Photos courtesy of Cindy Vinson.

Cindy Vinson and her husband were on a cruise in 2005 when they met another couple from the Birmingham area.

As Vinson’s husband was singing on stage with a band, the husband from the other couple went to play drums. Meanwhile, the wives struck up a conversation and that’s when Vinson found out they were Keith and Amy Richards, owners of Taziki’s restaurants.

“I told them I worked with special needs students and took them to places in the community to get job experience either before or after they graduate,” she said. “He told me he had a business, and I told him it would be a win-win situation for us both to let me bring a student with special needs and do a training opportunity.”

Thus began the partnership of Vinson’s students working at Taziki’s locations, beginning in 2005 at the Lee Branch location and then spreading to other locations. Vinson said she would have between one and three students in all of his locations until that program ended in 2012.

After that, Vinson and Richards co-founded a new program called The HOPE Project with a purpose of providing meaningful work to students who have disabilities. The students would maintain gardens and then sell their herbs and vegetables to Taziki’s.

“Taziki’s passion for The HOPE Project has grown because of the multiple opportunities it offers to students with disabilities,” Richards said in a statement on Taziki’s website. “The HOPE Project helps with job placement but also sets an example for how we can help other restaurants partner with schools to create HOPE gardens and employ individuals with special needs.”

Shelby County Schools began creating HOPE gardens in 2012, with the first one planted at Vincent High School. The project is currently in its 10th year.

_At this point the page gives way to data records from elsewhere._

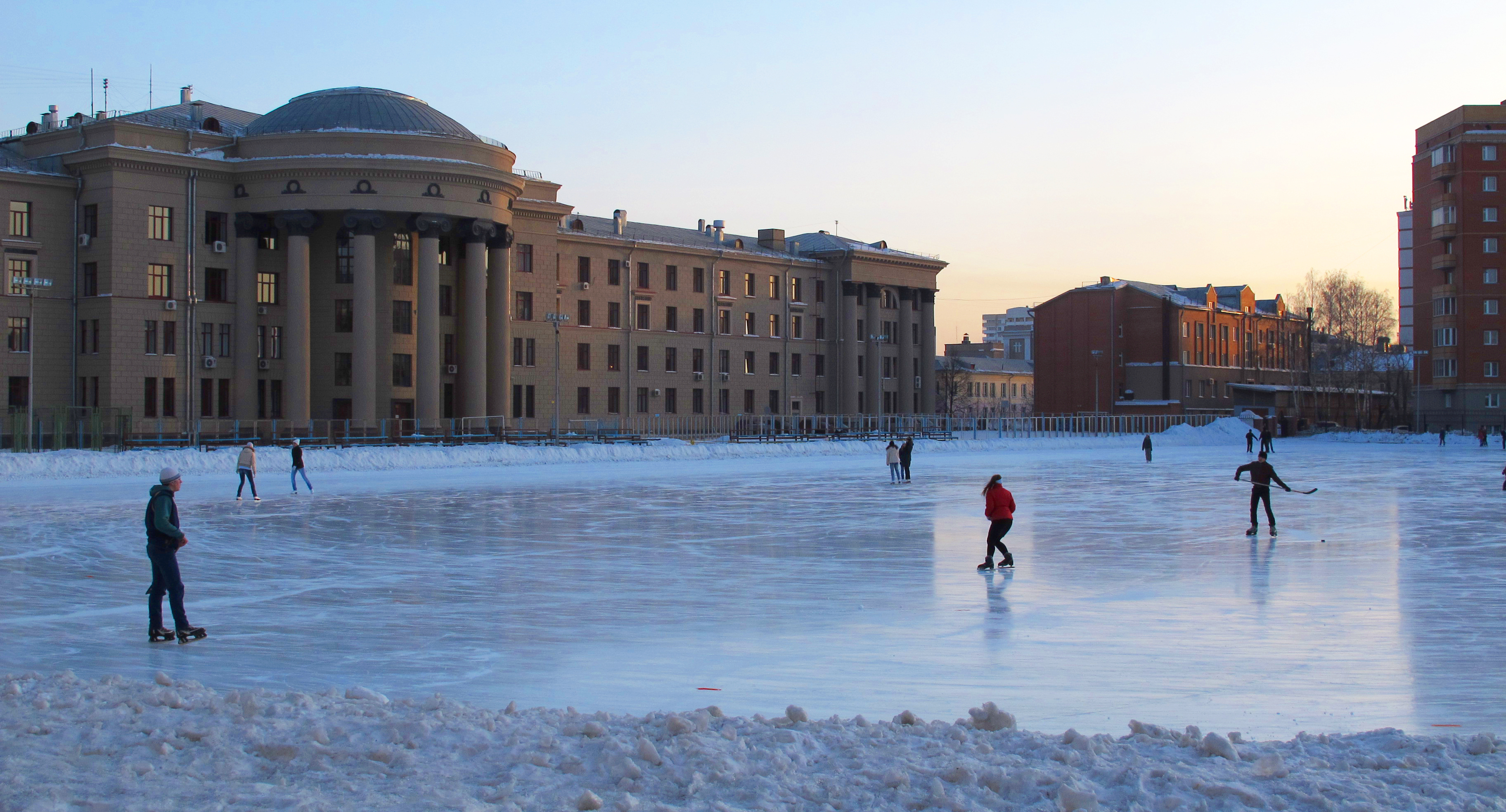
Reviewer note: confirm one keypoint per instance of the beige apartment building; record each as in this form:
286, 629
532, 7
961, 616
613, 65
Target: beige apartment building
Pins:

Over the past decade, HOPE gardens have been planted at almost all Shelby County high schools, and Chelsea High School’s garden was completed in April. It is the seventh HOPE garden at a county school, and the following garden was completed at the Linda Nolen Learning Center.

HOPE stands for “Herbs Offering Personal Enrichment.” Vinson said students in the program are taught transferable life skills they are needed whether at work or at home. The entire process includes planting the seed to using the herbs in a recipe. Items grown and harvested include parsley, oregano, rosemary, basil and a variety of vegetables.

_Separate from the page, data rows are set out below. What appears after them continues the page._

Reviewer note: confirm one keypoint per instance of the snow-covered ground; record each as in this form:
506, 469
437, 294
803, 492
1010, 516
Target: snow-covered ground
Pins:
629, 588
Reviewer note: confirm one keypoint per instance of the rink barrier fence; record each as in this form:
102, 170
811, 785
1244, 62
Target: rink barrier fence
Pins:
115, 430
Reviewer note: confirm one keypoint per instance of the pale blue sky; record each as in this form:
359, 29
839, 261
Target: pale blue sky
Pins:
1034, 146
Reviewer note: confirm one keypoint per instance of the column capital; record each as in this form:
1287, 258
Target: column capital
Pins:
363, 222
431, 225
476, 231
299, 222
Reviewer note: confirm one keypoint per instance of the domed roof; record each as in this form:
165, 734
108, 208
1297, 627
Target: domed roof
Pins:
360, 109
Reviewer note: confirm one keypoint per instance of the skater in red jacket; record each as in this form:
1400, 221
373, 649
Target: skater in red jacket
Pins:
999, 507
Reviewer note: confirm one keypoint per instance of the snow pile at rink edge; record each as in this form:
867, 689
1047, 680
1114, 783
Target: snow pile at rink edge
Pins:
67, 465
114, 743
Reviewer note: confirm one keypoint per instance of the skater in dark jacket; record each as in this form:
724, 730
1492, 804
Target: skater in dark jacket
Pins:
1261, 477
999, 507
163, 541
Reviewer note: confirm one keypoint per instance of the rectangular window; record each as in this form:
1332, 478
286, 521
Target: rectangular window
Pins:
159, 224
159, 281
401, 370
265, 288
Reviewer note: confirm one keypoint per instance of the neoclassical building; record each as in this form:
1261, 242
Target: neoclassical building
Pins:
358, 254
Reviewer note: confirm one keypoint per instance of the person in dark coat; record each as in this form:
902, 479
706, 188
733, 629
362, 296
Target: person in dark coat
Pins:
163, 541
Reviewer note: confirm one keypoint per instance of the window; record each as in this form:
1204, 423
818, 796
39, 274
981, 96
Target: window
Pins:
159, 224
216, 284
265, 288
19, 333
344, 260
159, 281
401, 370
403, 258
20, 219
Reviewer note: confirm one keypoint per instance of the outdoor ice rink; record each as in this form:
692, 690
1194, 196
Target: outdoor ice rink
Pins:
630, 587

Students in the program learn to use math, agriculture and science skills while providing an income for their programs. Another part of the partnership is Taste of Taziki’s, in which students go to participating restaurants and see the herbs that they harvested, Vinson said.

“We go through each one of them, and everybody gets a sample of each herb,” she said. “They get to taste the different items they use it in.”

The Chelsea HOPE garden is located near the high school’s entrance and was constructed in the shape of the letter “C.” It was a project by a former Eagle Scout student, and students in the program helped build it.

Vinson said the program is hands-on and that it’s fun for the students to get out of the classroom and into an outdoor setting.

Students in the special education department work with other organizations within the schools so that each student has a partner. Chelsea partners with its Garden Club, and other schools partner with the agriculture department, peer groups and more.